The room went still. Even the wind outside seemed to hush, as if it couldn’t bear to carry the weight of his words.
"I didn’t just act like a monster," he said hoarsely. "I was one. And she looked at me like I was the worst thing that had ever happened to her." A sob pushed past his lips. "Because I was."
Kael looked away, jaw clenched, as if shutting his eyes might somehow erase the image seared into his mind...the moment he gave the order. The moment his voice, calm and cruel, had commanded his warriors to drag her.
His mate.
A muscle ticked in his jaw. His fists curled.

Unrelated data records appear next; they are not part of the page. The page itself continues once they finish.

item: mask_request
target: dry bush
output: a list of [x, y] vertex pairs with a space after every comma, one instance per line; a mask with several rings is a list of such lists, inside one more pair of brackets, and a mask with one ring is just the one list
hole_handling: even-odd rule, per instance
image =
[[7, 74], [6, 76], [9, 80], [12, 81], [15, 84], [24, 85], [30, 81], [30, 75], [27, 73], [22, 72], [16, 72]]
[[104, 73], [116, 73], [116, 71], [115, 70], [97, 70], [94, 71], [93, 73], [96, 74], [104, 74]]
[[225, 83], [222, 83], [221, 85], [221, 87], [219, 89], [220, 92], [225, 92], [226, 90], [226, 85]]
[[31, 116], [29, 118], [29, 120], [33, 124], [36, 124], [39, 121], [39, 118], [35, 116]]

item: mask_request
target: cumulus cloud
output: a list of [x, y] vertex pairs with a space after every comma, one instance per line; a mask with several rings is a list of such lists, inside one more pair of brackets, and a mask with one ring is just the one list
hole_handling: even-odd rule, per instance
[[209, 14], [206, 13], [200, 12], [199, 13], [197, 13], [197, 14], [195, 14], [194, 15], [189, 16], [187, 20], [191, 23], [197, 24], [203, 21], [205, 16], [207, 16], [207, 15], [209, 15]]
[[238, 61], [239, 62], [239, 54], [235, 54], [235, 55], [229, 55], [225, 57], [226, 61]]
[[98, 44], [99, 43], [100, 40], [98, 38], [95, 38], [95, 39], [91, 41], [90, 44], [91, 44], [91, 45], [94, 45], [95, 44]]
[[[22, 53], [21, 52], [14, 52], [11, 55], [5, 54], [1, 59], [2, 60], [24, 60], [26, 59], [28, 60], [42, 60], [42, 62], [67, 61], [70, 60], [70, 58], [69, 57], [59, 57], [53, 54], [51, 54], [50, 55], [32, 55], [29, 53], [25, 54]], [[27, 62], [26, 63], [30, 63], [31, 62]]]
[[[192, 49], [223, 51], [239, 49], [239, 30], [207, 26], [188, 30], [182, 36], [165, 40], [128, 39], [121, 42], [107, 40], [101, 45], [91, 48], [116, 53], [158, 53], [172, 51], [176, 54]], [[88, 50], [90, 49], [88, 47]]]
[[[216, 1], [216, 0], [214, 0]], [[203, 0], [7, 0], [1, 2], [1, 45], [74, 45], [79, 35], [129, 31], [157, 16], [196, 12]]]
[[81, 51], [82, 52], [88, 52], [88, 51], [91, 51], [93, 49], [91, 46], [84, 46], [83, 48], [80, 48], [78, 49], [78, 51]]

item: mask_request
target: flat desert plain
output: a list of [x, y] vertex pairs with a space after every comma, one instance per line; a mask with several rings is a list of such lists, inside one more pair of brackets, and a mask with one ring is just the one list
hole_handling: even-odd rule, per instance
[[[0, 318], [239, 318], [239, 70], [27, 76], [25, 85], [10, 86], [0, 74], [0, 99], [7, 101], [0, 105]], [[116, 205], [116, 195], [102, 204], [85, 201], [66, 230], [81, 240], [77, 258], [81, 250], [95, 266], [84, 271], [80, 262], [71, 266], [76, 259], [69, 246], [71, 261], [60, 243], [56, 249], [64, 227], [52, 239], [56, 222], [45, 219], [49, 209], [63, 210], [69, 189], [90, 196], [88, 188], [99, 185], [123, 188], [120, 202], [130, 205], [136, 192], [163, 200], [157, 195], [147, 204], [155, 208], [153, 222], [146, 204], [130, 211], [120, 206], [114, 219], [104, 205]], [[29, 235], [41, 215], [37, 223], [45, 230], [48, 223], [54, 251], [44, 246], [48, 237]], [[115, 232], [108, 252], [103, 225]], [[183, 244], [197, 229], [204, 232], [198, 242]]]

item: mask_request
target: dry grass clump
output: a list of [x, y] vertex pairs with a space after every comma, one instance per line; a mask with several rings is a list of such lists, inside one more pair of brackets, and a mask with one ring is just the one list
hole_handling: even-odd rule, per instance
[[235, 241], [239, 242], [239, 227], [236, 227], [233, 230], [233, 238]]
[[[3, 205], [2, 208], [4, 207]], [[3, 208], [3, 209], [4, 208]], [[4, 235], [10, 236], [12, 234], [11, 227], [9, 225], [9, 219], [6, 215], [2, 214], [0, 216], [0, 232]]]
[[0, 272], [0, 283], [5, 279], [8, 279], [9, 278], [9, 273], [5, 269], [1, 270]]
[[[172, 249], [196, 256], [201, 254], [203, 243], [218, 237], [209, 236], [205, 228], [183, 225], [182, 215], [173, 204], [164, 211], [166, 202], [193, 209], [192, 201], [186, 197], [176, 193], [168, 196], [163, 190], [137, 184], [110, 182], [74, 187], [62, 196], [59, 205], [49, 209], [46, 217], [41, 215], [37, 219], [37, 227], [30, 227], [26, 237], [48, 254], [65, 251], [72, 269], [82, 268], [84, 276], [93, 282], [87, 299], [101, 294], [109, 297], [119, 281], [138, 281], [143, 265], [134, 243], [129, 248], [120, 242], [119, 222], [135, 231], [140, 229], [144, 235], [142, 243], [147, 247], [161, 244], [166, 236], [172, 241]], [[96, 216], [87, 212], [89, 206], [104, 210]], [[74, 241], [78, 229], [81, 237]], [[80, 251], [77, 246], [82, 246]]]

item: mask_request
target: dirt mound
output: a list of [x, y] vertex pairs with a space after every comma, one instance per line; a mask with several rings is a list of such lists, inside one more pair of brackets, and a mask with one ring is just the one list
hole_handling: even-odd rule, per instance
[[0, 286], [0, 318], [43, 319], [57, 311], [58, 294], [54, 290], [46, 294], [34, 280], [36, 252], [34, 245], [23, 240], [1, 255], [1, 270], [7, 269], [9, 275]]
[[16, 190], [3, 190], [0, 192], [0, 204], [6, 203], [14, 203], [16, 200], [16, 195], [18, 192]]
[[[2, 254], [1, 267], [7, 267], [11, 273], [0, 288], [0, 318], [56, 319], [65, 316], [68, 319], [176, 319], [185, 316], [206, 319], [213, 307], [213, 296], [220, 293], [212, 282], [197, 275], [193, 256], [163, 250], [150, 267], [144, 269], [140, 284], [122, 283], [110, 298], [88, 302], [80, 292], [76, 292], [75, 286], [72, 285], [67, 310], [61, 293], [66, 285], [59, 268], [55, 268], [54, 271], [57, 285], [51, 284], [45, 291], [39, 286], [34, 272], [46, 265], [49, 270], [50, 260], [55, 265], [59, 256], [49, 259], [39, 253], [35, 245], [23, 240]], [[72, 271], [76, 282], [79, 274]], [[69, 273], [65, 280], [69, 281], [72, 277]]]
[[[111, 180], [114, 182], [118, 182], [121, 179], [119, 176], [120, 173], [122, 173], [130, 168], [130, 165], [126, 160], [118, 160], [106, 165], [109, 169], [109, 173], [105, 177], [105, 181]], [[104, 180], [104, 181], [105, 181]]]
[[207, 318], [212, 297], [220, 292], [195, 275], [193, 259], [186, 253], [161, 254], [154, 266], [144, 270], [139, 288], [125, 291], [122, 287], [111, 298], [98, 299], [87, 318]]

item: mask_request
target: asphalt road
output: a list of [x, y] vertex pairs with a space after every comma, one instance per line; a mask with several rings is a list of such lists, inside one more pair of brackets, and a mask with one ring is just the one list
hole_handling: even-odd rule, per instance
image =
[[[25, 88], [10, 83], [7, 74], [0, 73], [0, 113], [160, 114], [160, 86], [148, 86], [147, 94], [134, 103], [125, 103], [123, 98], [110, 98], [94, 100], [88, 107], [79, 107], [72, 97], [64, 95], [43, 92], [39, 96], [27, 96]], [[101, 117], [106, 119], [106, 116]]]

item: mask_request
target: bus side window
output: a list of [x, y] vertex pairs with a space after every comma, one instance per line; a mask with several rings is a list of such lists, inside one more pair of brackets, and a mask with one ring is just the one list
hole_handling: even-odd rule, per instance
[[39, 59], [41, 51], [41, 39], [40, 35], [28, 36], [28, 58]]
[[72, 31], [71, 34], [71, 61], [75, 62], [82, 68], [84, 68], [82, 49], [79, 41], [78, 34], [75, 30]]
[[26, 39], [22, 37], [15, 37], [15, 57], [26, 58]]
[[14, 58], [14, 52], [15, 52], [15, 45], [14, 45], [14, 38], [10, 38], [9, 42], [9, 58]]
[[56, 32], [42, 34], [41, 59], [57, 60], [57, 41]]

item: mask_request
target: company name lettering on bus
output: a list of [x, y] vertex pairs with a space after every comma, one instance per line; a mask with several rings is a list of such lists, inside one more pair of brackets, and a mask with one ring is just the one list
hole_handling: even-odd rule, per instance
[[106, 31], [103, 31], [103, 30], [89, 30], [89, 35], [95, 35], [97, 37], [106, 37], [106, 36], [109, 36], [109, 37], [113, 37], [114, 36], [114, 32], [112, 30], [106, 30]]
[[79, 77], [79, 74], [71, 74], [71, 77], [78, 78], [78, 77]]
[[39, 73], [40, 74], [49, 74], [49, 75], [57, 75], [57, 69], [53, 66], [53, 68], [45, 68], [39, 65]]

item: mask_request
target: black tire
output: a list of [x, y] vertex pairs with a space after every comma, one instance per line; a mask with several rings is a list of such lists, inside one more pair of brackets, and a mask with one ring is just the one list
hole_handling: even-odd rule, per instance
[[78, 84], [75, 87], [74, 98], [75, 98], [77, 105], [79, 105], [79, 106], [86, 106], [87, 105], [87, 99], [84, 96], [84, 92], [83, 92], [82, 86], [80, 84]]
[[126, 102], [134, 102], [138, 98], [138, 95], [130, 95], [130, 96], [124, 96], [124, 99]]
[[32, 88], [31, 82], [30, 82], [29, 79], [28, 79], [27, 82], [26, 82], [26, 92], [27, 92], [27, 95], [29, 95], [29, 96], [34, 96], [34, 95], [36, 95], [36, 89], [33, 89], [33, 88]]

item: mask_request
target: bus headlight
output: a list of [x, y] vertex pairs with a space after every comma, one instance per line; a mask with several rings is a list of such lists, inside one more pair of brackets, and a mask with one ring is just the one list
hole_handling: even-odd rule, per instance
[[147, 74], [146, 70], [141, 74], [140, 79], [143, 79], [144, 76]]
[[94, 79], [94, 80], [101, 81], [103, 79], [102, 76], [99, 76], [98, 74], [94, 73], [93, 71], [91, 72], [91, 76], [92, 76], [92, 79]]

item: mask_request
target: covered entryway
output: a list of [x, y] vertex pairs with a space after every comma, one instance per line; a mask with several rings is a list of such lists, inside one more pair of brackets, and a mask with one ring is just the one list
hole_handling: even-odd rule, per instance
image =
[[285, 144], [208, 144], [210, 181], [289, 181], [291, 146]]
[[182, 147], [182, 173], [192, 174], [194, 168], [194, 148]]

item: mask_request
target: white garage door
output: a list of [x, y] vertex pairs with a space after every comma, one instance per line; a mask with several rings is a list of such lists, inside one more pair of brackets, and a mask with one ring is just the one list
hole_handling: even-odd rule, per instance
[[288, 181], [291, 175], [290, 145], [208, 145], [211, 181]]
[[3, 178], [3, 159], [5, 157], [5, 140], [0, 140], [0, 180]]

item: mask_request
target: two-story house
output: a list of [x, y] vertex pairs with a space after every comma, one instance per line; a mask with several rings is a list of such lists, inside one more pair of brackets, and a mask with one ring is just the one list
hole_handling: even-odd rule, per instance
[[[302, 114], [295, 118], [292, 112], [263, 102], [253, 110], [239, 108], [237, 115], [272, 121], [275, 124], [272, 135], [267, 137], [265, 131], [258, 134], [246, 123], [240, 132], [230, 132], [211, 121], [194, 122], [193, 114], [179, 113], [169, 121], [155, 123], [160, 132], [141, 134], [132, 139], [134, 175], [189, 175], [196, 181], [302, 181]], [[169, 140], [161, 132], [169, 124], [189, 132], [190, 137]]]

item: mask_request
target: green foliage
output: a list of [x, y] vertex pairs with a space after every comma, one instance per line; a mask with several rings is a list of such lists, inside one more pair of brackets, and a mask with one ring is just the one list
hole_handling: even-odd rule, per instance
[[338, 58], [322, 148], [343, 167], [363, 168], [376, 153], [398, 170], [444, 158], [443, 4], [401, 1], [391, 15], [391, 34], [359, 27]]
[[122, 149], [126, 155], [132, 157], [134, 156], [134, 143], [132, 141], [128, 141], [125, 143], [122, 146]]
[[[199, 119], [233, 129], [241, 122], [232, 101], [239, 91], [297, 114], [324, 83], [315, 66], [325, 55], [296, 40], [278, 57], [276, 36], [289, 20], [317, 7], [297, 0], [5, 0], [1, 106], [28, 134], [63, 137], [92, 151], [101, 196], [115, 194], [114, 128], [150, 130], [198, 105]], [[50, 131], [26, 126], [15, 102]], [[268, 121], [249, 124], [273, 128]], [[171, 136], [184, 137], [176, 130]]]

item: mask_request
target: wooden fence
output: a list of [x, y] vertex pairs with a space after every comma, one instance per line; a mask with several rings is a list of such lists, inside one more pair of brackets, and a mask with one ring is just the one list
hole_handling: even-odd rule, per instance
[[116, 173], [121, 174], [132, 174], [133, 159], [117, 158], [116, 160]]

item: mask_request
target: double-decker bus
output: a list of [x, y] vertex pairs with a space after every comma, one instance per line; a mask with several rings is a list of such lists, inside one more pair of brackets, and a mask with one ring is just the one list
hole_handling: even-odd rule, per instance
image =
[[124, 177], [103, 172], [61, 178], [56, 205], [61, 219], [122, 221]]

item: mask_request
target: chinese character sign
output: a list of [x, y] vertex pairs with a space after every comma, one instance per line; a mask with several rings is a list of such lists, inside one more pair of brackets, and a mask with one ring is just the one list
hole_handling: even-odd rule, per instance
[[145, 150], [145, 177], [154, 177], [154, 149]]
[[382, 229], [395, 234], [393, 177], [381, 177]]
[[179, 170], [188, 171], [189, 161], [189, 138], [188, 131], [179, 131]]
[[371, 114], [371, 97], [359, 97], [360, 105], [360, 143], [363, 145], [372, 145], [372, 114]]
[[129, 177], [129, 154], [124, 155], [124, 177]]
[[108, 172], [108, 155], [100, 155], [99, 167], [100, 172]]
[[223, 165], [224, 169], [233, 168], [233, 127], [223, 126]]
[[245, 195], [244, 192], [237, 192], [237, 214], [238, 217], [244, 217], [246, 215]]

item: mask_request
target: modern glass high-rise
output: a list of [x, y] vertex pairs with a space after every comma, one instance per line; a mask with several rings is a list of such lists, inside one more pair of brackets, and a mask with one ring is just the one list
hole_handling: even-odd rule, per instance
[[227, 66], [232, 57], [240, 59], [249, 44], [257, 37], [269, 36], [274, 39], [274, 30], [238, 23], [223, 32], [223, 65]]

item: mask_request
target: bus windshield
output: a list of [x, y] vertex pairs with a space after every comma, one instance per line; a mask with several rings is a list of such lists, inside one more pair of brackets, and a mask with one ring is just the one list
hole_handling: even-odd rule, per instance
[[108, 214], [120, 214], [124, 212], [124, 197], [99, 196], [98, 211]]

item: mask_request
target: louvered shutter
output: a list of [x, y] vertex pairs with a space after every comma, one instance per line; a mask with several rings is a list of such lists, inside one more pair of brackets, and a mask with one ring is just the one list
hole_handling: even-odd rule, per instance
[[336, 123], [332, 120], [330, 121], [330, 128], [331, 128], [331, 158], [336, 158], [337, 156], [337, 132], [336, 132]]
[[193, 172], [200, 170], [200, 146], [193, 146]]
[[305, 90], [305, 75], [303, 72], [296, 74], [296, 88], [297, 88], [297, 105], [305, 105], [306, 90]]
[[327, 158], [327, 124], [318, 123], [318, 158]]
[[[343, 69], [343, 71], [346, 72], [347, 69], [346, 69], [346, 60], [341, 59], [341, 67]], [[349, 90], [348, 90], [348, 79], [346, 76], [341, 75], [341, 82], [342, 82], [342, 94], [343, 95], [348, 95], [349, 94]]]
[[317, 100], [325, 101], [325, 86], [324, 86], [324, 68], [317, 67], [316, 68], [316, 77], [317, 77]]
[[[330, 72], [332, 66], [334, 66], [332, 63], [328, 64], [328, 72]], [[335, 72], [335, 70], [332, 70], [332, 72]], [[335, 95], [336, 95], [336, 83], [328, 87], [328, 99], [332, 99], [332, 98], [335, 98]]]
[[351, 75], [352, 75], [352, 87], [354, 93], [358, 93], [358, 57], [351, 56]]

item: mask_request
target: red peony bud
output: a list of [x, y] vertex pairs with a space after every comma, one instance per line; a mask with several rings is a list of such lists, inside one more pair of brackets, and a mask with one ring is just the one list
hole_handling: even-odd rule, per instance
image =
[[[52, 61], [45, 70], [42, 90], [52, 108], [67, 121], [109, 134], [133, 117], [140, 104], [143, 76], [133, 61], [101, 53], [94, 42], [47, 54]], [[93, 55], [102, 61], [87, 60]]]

He had looked her in the eye when it happened. He remembered that too—how her gaze didn’t even flinch anymore. How she just stared at him, silent and cold and empty, like she had finally accepted that there was no mercy left in him.
And maybe she was right.
Lucian didn’t speak. He didn’t have to.
The memory of his cruelty was written across his face—etched in the tremble of his hands and the wet gleam in his eyes. Because of what he did to her, he could not even bear to tell anyone just how ashamed he was of himself.
And Aeron... Aeron still hadn’t moved.
Because for all of their sins, he had been the one she trusted. The one she looked to for a sliver of mercy. And when the moment came, when he could’ve protected her...
He turned his back.
"I told them to do whatever they wanted," Aeron whispered finally, his voice low and cold, like it was coming from the pit of a man already dead. "I watched her fall to her knees. I saw the hope leave her eyes. And I walked away."
A long pause.
Then a whisper, Lucian again.
"We don’t deserve her."
None of them argued because it was the truth.
Because how could they? How could they defend what they had done?
Selene had come into their lives like wildfire—fierce, wounded, and defiant. And they had tried to tame her. Break her and destroy her.
And when she finally fell... she fell alone.
There were no arms to catch her. And no words to hold her soul together.
Only that cursed cliff swallowing her whole.